Lemak adalah bagian dari diet sehat, bersama dengan karbohidrat dan protein. Setiap jenis nutrisi memasok energi dan membantu dalam berbagai proses tubuh. Misalnya, lemak membantu penyerapan dan transportasi vitamin. Ketika tubuh Anda mencerna lemak, ia menciptakan asam lemak, seperti asam linoleat, yang membantu mengatur pembekuan darah, peradangan dan perkembangan otak. Lemak memasok 9 kalori per gram, menjadikannya nutrisi tertinggi dalam kalori.
Klasifikasi Lemak
Ilmu gizi mengklasifikasikan lemak baik atau buruk, berdasarkan pengaruhnya terhadap kesehatan manusia. Secara khusus, lemak jenuh meningkatkan kolesterol jahat, yang dapat menyumbat pembuluh darah Anda. Lemak trans meningkatkan kolesterol jahat dan menurunkan kolesterol baik, yang membantu menjaga pembuluh darah Anda bersih. Akibatnya, diet tinggi lemak jenuh dan trans meningkatkan risiko penyakit jantung. Lemak tak jenuh, di sisi lain, menurunkan risiko penyakit jantung, karena mereka membantu meningkatkan kadar kolesterol Anda.
Klasifikasi Minyak
Minyak, yang merupakan campuran lemak, diklasifikasikan menurut jenis lemak yang dikandungnya. Misalnya, minyak nabati yang berasal dari kelapa, kelapa sawit dan inti sawit tinggi lemak jenuh, sehingga tidak sehat. Minyak nabati lainnya, seperti zaitun dan kanola, mengandung lemak tak jenuh, sehingga relatif sehat, meski masih mengandung banyak kalori.
Sumber Lemak Tidak Sehat
Lemak jenuh padat pada suhu kamar. Umumnya, sumber makanan dari lemak jenuh berasal dari produk hewani, seperti potongan lemak daging, mentega, keju, krim dan susu murni.

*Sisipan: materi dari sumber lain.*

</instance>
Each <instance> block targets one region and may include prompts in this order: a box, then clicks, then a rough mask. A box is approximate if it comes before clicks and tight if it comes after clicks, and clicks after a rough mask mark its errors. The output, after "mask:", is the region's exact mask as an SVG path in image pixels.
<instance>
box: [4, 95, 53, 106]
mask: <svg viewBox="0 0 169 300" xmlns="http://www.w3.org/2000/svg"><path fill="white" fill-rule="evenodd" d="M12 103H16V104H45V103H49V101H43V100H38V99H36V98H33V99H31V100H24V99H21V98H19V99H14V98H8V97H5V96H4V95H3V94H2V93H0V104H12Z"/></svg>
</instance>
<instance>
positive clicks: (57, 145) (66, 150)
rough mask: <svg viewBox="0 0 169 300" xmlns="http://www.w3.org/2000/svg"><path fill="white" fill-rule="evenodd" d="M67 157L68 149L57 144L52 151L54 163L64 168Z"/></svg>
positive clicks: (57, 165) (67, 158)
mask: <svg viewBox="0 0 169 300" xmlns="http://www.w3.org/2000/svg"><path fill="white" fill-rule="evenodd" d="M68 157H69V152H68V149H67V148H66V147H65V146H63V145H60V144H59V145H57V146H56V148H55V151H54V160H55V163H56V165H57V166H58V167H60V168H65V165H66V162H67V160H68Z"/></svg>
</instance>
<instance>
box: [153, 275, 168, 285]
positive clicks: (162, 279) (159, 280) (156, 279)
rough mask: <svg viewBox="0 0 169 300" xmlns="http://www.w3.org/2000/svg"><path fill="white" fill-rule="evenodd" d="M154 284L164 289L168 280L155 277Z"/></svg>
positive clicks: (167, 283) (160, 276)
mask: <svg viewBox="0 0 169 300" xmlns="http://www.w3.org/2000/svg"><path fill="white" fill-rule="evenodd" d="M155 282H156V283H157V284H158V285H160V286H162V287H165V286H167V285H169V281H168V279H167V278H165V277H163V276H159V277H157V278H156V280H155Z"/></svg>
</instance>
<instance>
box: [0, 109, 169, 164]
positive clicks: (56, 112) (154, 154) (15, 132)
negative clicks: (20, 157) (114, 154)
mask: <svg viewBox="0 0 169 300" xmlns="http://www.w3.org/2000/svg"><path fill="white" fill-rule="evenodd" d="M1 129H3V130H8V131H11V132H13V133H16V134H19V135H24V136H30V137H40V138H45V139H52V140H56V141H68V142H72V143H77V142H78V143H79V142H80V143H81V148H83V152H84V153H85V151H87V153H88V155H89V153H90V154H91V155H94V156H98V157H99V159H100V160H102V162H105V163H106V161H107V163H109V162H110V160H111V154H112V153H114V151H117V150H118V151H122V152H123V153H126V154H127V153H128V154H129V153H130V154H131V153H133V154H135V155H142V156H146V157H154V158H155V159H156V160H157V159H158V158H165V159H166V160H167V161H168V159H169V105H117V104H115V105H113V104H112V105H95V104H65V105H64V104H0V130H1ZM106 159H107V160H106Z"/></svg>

Sumber lemak trans termasuk margarin, makanan yang dipanggang komersial, dan makanan yang digoreng. Jika Anda melihat sebagian minyak terhidrogenasi dalam daftar bahan, makanan mengandung lemak trans dan tidak sehat. Istilah minyak terhidrogenasi mengacu pada proses pembuatan yang mengeraskan minyak nabati.
Sumber Lemak Sehat
Lemak tak jenuh terbagi dalam dua klasifikasi, berdasarkan pada struktur kimianya. Lemak tak jenuh tunggal termasuk minyak zaitun dan kanola. Lemak tak jenuh ganda termasuk minyak bunga matahari, ikan, safflower, jagung dan kedelai. Kedua jenis lemak tak jenuh itu sehat, terutama jika Anda menggunakannya untuk menggantikan lemak jenuh dan lemak trans dalam diet Anda.
Manfaat
Selain meningkatkan kolesterol darah dan menurunkan risiko penyakit jantung, lemak tak jenuh mungkin menawarkan manfaat kesehatan lainnya. Lemak tak jenuh tunggal dapat membantu Anda mengontrol gula darah dan mengatur kadar insulin, manfaat penting bagi penderita diabetes tipe 2, menurut situs web Mayo Clinic. Lemak tak jenuh ganda dapat menurunkan risiko terkena diabetes. Ikan berlemak memiliki asam lemak omega-3, sejenis lemak tak jenuh ganda yang dapat meningkatkan sistem kardiovaskular Anda dengan melindungi terhadap detak jantung yang tidak teratur dan penyakit arteri koroner, serta menurunkan tekanan darah Anda, menurut klinik.